Concurrency

Why write a web crawler with Go and not use concurrency? Let's speed this bad boy up with some goroutines!

Assignment

Create a struct that our goroutines can share access to as they crawl the website. Here's an example of what I used:

type config struct {
	pages              map[string]PageData
	baseURL            *url.URL
	mu                 *sync.Mutex
	concurrencyControl chan struct{}
	wg                 *sync.WaitGroup
}

Keep track of the pages we've crawled (pages map)
Keep track of the original base URL (baseURL)
Ensure the pages map is thread-safe (mu Mutex)
Ensure we don't spawn too many goroutines at once (concurrencyControl channel). It's a buffered channel of empty structs. When a new goroutine starts, we'll send an empty struct into the channel. When it's done, we'll receive an empty struct from the channel. This will cause new goroutines to block and wait until the buffer has space for their "send". (For example, a buffer size of 5 means at most 5 requests at once)
Ensure the main function waits until all in-flight goroutines (HTTP requests) are done before exiting the program (wg WaitGroup)

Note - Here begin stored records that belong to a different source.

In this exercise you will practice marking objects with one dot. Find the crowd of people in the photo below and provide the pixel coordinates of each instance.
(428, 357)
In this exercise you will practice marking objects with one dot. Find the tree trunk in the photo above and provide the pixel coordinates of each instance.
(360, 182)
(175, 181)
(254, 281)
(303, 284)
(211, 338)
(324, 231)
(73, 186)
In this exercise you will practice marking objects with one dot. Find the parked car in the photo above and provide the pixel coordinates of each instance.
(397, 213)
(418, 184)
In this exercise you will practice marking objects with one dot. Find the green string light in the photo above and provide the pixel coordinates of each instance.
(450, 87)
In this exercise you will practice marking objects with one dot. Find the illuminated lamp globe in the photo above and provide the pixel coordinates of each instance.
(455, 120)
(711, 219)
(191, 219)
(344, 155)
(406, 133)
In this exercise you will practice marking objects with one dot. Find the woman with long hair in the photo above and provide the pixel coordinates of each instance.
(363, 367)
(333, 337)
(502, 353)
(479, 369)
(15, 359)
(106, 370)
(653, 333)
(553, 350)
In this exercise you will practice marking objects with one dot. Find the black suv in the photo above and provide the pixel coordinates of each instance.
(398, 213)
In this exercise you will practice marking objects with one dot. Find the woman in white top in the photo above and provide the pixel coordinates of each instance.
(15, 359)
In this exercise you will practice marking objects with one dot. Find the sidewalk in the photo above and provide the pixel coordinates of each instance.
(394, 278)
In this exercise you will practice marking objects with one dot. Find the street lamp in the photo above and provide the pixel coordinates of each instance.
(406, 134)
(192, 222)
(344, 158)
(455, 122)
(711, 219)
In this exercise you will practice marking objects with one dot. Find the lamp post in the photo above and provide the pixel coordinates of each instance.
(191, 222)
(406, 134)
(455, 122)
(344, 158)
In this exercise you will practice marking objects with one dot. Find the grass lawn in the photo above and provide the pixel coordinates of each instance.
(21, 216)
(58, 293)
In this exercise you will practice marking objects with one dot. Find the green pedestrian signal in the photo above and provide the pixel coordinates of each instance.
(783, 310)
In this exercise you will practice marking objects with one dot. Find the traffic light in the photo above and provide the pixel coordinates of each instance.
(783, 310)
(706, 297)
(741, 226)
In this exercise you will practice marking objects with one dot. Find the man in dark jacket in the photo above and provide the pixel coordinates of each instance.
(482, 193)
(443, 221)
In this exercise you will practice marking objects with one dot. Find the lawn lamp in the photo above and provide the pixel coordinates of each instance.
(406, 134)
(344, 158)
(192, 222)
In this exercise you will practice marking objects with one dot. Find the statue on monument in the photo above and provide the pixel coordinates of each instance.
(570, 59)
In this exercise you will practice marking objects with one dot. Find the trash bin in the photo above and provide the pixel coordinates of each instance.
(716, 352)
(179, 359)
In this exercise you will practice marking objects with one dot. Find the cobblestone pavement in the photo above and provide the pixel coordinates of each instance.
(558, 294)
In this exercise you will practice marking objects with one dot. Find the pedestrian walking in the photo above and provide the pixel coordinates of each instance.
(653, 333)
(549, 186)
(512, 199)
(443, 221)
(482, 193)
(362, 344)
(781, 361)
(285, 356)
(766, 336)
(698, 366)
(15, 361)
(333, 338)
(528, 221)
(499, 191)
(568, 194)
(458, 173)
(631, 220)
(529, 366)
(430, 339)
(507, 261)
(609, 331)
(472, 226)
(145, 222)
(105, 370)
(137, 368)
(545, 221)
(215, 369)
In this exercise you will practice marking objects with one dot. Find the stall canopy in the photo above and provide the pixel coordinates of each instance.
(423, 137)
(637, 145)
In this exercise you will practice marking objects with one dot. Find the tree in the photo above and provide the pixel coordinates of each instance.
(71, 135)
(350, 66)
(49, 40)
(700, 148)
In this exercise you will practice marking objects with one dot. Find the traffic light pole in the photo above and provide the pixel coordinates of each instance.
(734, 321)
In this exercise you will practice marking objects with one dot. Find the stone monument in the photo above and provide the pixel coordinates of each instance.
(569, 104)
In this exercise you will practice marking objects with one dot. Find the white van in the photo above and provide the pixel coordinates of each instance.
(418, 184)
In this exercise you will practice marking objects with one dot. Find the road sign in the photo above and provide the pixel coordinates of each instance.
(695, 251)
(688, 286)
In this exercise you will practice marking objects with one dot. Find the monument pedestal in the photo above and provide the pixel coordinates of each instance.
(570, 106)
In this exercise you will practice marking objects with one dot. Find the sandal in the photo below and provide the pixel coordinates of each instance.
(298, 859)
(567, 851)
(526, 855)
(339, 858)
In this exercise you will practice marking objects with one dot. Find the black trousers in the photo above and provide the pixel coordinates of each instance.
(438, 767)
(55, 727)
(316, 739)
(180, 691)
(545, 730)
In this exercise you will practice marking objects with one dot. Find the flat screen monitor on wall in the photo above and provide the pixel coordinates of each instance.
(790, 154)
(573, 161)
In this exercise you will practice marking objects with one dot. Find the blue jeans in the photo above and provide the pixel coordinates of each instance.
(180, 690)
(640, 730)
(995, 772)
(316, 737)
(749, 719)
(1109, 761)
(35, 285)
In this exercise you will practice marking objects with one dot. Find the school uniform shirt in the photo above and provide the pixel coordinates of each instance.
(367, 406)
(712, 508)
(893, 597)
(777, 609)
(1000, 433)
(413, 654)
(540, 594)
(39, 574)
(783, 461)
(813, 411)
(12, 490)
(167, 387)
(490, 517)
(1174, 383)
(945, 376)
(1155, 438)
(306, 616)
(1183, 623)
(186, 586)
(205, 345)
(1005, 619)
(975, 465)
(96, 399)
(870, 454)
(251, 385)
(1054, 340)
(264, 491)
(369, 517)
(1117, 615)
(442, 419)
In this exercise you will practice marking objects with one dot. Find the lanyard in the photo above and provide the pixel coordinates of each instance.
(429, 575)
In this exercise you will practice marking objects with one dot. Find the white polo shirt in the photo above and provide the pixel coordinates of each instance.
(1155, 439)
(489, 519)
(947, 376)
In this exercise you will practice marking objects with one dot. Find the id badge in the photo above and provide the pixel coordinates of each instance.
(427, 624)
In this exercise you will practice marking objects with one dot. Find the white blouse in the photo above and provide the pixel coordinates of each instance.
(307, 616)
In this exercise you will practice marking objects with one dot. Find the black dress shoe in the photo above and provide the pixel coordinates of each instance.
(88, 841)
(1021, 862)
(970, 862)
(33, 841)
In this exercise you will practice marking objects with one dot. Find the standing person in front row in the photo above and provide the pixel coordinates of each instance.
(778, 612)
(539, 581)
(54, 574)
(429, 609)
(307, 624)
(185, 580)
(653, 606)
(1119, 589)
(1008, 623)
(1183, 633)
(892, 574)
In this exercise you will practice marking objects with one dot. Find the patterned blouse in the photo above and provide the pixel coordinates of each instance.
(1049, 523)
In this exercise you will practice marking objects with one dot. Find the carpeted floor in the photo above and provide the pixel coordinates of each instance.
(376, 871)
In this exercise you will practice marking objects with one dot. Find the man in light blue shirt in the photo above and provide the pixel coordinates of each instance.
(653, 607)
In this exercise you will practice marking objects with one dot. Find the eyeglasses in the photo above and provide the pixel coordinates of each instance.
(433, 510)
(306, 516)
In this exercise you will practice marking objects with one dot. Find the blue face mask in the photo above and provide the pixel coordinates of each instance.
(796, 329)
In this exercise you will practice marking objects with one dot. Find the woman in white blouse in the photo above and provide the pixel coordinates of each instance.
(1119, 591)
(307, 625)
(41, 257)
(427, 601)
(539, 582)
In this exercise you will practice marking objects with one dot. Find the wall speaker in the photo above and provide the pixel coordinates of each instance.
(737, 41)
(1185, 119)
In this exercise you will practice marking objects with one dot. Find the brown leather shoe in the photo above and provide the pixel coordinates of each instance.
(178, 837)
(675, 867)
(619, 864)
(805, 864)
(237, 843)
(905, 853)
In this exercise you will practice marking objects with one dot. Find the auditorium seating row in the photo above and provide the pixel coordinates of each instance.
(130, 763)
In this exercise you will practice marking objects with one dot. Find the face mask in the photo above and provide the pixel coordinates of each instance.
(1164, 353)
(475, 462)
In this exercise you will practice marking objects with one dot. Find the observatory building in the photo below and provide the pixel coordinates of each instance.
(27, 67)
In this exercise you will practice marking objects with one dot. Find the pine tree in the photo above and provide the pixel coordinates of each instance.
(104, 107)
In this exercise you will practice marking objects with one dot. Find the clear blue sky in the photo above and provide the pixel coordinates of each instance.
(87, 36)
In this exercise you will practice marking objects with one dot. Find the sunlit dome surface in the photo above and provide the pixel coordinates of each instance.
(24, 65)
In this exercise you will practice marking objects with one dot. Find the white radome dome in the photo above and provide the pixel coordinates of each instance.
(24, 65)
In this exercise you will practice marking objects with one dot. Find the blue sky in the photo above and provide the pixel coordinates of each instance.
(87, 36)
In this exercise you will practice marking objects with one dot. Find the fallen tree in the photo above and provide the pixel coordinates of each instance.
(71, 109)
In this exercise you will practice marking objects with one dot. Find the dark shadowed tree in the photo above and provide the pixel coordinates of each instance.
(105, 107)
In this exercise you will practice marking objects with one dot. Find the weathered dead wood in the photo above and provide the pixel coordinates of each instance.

Update your crawlPage function signature to be:

func (cfg *config) crawlPage(rawCurrentURL string)

We remove some parameters because they're available via the struct now.

I created this method to call as a helper inside of crawlPage:

func (cfg *config) addPageVisit(normalizedURL string) (isFirst bool)

Test it (I tested it manually again). I recommend setting your maxConcurrency (the buffer size of the concurrencyControl channel) to 1 to start to just make sure everything still works. Then bump it up to 2. Make sure it still works, and that it's about twice as fast. Then bump it up to 5 or 10. Make sure you still get the same data, but it should be much faster.

When you're satisfied with the results, you can move on.

Tips

Make sure you're not crawling the same page multiple times. That's why my addPageVisit method returns a boolean: to indicate if it's the first time we've seen the page.
I defer a wg.Done() and a receive from the (<-cfg.concurrencyControl) channel. This ensures that the wg is decremented and the channel is emptied even when the goroutine errors and returns early.
Make sure you wg.Add before you spawn a goroutine, but that you send into the channel after but still at the start of a new goroutine.
Because all the recursive calls share a wait group, you should only need to wg.Wait() once in the main function.